Week 7 – 6/30: Address the need to implement screen options into the new menus interface. Work through the list of outstanding issues with the implementation, and begin responding to community feedback. Much of these will likely be UI/UX quirks that come up through the development process and are delayed in favor of completing the basic functionality. Examples could include dealing with deep menu-nesting (sub-menus) within the narrow customize controls area.

Week 8 – 7/7: Implement refinements for simplified use-cases, such as those added in WordPress 3.6 (#23119). Continue addressing bug fixes and enhancements based on community feedback. Add new hooks and create usage examples for them (#18584), if scaling issues can be resolved.

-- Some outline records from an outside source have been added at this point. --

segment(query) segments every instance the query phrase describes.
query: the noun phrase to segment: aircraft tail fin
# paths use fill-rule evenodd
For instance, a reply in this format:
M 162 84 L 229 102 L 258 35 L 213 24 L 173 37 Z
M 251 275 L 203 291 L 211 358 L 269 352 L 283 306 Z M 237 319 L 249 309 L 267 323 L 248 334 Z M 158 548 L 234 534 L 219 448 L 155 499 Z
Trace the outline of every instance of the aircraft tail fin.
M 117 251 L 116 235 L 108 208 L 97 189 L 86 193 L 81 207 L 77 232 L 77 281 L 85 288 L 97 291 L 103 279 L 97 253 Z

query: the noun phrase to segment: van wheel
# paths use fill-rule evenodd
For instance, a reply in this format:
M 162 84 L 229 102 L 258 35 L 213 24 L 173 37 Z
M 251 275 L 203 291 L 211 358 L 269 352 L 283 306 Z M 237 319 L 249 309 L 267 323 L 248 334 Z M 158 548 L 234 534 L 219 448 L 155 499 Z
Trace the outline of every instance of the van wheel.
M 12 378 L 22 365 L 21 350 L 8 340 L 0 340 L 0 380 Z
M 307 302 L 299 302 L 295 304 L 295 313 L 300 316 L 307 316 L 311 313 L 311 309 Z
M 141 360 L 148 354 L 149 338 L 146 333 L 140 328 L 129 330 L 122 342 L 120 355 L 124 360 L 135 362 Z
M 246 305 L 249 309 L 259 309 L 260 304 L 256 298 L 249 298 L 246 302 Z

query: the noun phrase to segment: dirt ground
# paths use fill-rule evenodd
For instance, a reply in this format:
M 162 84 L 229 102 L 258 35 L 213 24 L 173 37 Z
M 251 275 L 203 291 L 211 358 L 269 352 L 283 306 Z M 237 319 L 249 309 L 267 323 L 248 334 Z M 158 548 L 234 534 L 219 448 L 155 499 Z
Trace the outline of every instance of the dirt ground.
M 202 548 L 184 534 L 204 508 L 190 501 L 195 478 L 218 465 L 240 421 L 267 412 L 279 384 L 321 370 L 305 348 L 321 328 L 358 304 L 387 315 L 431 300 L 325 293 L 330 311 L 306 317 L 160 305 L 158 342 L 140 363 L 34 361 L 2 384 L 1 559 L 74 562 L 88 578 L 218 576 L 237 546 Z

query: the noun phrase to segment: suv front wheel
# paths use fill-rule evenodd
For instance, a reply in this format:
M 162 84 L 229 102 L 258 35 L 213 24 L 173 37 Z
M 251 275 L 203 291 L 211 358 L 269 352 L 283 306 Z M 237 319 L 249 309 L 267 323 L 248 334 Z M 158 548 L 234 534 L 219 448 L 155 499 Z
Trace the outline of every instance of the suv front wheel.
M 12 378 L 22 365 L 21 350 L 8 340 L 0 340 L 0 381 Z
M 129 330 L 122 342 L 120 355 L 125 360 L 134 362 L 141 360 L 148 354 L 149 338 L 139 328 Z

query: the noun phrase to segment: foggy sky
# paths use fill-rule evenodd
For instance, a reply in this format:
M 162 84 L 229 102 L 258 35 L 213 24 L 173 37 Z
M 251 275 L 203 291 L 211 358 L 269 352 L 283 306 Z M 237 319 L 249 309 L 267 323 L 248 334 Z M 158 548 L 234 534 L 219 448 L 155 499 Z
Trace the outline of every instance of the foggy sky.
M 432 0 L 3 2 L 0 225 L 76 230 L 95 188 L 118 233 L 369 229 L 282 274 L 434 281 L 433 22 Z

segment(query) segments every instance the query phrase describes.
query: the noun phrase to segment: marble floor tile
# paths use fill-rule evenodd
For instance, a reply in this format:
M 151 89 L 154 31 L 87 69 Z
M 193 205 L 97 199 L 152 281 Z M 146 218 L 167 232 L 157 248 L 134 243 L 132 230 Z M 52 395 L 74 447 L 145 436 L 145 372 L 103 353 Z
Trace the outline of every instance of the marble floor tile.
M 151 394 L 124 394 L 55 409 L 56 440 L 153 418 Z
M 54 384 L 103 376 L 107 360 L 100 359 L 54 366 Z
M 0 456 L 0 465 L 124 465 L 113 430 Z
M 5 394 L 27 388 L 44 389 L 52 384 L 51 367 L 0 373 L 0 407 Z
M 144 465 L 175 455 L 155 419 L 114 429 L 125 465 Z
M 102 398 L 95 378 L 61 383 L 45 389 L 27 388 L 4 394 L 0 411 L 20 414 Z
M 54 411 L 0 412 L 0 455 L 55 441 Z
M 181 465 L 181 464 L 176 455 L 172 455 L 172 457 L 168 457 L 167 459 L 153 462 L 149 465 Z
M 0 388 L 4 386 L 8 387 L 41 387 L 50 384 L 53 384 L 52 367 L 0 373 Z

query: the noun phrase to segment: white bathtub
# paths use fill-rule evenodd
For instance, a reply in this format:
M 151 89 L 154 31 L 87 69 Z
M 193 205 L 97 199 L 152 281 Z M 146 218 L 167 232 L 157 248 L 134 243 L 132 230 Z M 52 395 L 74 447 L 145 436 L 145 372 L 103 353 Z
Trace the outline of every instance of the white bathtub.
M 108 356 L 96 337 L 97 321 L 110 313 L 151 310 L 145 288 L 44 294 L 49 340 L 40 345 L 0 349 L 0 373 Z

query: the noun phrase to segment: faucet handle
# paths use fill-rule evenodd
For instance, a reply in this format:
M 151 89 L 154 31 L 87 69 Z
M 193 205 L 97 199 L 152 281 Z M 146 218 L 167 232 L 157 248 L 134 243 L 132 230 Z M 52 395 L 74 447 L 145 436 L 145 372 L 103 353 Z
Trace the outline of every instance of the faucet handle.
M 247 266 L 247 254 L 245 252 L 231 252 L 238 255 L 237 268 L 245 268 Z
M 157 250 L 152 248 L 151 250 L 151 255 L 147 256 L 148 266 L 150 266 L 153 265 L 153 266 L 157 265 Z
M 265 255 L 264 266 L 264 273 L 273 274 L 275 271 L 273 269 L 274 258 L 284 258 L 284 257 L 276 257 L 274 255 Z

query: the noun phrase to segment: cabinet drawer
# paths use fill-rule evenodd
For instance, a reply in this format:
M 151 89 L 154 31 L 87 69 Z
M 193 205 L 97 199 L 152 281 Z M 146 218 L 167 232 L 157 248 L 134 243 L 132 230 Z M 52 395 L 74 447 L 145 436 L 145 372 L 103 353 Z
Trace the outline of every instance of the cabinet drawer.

Weeks 9 – 12 – 7/14-8/4: Run user tests on the existing menus screen and the Menu Customizer. Iterate the UI and codebase based on user tests and feedback from WordPress core designers and developers, giving special attention to the experience for new users and a stronger emphasis on the ability to use menus in widget areas. Ensure the code is thoroughly documented and meets all core style guidelines. Test in all supported browsers and devices, with as many themes as possible, and with as many edge-cases as is feasible (ie, massive menus, huge numbers of menus, deep hierarchies, etc.). Fix bugs as they come up. Address whether the functionality is ready for core. If all goes well, consider whether the Menu Customizer could potentially replace the existing menus screen for supported users and develop approaches for user-discovery (for example, deep-linking).

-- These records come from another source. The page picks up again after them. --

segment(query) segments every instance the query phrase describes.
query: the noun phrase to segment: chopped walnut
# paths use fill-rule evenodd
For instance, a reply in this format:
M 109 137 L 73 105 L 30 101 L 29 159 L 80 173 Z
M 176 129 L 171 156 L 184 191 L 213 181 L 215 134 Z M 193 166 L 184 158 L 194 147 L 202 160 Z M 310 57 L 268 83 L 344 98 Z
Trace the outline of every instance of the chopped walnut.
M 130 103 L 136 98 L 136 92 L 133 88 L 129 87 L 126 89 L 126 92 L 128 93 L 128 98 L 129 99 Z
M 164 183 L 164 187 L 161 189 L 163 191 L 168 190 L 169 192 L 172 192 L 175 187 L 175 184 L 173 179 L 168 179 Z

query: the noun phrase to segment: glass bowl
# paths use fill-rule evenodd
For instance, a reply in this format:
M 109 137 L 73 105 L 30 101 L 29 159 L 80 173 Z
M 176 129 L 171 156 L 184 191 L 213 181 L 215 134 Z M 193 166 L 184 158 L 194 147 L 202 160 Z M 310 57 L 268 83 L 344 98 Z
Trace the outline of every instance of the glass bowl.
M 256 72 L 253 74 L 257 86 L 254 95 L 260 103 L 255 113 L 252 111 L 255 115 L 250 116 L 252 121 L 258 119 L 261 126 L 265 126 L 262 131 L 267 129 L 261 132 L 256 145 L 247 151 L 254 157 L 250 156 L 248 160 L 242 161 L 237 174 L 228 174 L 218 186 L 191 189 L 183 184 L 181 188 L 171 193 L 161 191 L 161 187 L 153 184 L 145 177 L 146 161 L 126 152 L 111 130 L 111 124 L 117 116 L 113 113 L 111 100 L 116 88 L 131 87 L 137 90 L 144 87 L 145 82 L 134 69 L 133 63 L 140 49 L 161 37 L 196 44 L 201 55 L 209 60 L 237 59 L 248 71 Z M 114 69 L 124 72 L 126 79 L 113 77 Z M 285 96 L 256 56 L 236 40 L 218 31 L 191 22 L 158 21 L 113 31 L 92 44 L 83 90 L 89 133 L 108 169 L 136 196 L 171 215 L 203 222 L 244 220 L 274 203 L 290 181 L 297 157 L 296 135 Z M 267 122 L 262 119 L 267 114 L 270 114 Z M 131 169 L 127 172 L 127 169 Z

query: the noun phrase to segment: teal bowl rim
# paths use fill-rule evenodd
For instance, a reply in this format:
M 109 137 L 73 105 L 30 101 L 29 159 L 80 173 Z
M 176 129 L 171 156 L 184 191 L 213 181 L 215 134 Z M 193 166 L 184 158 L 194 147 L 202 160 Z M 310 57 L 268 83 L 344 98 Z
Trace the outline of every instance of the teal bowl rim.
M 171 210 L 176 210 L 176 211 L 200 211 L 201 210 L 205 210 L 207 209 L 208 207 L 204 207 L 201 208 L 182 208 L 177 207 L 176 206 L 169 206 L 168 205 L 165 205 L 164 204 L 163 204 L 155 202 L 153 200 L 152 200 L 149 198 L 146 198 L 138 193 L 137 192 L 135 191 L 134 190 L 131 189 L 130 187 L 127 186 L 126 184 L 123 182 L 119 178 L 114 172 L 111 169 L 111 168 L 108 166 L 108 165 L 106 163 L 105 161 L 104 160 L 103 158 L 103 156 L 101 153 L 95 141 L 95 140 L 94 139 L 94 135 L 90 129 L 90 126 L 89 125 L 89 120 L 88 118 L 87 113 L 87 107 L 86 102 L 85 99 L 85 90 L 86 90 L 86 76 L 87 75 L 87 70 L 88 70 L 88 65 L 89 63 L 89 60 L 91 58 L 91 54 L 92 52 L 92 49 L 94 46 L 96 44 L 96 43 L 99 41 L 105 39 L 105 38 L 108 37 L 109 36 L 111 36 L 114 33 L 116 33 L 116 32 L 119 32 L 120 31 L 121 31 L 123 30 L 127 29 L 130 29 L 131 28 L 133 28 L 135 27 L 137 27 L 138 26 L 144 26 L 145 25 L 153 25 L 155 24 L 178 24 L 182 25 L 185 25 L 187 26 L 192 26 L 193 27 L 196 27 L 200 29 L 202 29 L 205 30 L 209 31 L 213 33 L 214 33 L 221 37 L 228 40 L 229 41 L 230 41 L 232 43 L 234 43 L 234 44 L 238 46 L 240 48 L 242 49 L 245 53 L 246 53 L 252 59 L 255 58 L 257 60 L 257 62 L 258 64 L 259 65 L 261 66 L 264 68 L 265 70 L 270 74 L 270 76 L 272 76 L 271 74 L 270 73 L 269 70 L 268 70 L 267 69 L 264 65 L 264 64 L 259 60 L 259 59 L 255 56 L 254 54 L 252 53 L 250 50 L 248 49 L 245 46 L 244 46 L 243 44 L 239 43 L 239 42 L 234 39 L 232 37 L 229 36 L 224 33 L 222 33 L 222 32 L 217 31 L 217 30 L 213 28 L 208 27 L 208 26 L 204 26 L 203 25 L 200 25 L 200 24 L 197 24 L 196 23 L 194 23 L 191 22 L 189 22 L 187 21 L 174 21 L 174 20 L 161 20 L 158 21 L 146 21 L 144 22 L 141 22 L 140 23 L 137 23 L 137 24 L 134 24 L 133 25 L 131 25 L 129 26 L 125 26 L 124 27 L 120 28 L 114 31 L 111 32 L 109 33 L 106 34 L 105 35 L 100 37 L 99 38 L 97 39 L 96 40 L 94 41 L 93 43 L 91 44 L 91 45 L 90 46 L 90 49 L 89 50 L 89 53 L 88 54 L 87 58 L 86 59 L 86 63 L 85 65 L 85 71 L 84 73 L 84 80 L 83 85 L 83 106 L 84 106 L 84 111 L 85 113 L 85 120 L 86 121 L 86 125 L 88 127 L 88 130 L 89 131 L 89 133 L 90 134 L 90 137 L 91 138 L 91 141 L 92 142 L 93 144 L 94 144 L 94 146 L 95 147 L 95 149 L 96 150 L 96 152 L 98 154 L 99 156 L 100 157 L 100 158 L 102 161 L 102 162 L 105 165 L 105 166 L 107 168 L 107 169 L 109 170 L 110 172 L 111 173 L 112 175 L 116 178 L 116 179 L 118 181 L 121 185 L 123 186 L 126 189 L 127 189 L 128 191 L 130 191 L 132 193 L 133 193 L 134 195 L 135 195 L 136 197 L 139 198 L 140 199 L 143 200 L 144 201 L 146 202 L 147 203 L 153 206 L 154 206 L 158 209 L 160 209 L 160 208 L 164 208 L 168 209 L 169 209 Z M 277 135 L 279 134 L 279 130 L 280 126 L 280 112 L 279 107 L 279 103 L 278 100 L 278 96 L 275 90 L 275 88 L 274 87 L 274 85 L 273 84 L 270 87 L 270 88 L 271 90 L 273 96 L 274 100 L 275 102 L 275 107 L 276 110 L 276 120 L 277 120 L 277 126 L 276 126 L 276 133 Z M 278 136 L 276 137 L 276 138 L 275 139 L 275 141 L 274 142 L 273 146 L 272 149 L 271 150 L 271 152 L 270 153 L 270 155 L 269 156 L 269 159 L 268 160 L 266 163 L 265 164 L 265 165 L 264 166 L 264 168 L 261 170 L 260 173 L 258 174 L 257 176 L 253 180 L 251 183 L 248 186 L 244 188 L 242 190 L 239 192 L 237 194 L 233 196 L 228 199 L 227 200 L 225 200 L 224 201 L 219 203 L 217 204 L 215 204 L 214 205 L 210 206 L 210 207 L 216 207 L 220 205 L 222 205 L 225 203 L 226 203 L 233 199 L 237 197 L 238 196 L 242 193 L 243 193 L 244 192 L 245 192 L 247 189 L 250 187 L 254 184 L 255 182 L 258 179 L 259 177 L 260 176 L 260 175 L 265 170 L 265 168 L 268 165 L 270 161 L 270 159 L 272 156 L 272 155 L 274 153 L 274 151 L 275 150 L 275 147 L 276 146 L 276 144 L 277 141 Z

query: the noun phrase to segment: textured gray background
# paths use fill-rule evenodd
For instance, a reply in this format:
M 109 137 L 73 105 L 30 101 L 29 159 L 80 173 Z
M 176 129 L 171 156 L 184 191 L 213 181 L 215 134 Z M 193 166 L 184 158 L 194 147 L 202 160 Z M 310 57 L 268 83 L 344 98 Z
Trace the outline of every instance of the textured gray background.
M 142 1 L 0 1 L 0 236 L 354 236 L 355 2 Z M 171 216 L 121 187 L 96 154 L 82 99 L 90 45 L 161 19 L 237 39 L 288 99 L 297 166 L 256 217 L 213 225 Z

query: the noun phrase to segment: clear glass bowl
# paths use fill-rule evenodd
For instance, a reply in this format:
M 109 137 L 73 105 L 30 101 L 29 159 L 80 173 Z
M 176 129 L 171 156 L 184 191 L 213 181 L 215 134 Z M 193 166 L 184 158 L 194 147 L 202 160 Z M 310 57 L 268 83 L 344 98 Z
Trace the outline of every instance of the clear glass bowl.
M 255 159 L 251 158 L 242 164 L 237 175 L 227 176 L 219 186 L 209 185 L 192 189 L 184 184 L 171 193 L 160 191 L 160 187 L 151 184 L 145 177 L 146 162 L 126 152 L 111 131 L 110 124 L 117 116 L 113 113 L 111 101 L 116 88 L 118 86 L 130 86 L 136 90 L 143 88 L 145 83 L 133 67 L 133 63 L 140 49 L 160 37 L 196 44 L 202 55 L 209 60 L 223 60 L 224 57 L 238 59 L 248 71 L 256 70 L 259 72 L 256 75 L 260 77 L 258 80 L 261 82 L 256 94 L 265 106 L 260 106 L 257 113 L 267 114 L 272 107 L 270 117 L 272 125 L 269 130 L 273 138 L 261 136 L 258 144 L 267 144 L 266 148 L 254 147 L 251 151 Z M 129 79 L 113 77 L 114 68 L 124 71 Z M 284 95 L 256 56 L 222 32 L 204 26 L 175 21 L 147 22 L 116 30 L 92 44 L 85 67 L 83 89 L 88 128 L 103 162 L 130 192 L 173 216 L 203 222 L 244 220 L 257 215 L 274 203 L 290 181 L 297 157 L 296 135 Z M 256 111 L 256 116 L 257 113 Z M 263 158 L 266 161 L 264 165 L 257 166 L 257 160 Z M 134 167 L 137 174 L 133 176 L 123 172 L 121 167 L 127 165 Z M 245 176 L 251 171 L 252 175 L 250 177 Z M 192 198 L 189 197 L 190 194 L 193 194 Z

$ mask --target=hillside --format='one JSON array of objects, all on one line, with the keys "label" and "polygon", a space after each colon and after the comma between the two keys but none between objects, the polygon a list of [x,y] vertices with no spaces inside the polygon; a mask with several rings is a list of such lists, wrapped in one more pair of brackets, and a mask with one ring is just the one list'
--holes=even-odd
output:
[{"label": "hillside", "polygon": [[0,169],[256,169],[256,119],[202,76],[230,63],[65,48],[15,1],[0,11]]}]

Week 13 – 8/11: Prepare a core patch for the plugin merge, and draft final proposals for inclusion of the feature in core. Final project, as both a functioning plugin and a core patch, should be competed by the firm pencils-down date of 8/18. In the event that the plugin is unlikely to be accepted for core inclusion, continue development of outstanding issues and gathering feedback from the community, with the goal of reaching a good stopping point for the official end of GSoC.